Abstract Objectives To study the efficacy and influence on metabolism of recombinant human growth hormone (rhGH) treatment in short children born small for gestational age (SGA). Methods Retrospective, observational, multicenter study in 305 short children born SGA, treated with rhGH during a mean ± SD of 5.03 ± 1.73 years at a mean ± SD dose of 37 ± 8 μg/kg/day. Auxological and metabolic assessment including glucose and lipids profile were collected. Results Mean ± SD age at the start of treatment was 7.11 ± 2.78 years. Height and weight improved significantly until the end of treatment from mean −2.72 (CI95%: −2.81 to −2.63) standard deviation score (SDS) to −1.16 (CI95%: −1.44 to −0.88) SDS and from −1.62 (CI95%: −1.69 to −1.55) SDS to −0.94 (CI95%: −1.14 to −0.74) SDS respectively.
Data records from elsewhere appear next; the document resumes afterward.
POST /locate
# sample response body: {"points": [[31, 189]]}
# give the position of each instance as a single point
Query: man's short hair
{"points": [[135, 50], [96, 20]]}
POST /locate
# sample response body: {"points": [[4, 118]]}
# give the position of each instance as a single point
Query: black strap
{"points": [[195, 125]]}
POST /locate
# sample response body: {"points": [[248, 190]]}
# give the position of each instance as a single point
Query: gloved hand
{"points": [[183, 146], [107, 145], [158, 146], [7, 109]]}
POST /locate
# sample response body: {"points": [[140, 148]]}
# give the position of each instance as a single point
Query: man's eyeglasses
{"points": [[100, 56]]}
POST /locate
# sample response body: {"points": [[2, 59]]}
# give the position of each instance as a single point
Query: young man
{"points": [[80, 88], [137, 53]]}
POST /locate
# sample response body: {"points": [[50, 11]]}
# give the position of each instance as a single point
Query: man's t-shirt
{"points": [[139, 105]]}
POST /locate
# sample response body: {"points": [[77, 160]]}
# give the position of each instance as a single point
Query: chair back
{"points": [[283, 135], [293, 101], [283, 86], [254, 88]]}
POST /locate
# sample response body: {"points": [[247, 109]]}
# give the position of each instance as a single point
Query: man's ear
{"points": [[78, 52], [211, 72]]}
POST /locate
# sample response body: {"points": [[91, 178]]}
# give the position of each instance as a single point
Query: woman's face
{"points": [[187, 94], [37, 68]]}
Mean height gain was 1.27 (CI95%: 0.99–1.54) SDS. Prepubertal patients showed higher height gain than pubertal children (mean [CI95%] = 1.44 [CI95%: 1.14–1.74] vs. 0.73 [CI95%: 0.22–1.24], p=0.02). Height gain SDS during treatment negatively correlated with chronological age (CA) and bone age (BA) delay and positively correlated with duration of treatment, height gain during first year of treatment, years on prepubertal treatment and height SDS from target height (TH). Glucose, insulin, and triglycerides increased significantly but remained within the normal range. Total and LDL-cholesterol decreased significantly, and HDL-cholesterol remained unchanged. Conclusions rhGH treatment in short SGA children effectively normalized height in most of the patients and showed a safe metabolic profile. Children who benefit the most are those with greater height SDS distance from TH, BA delay, longer duration of treatment and prepubertal treatment initiation.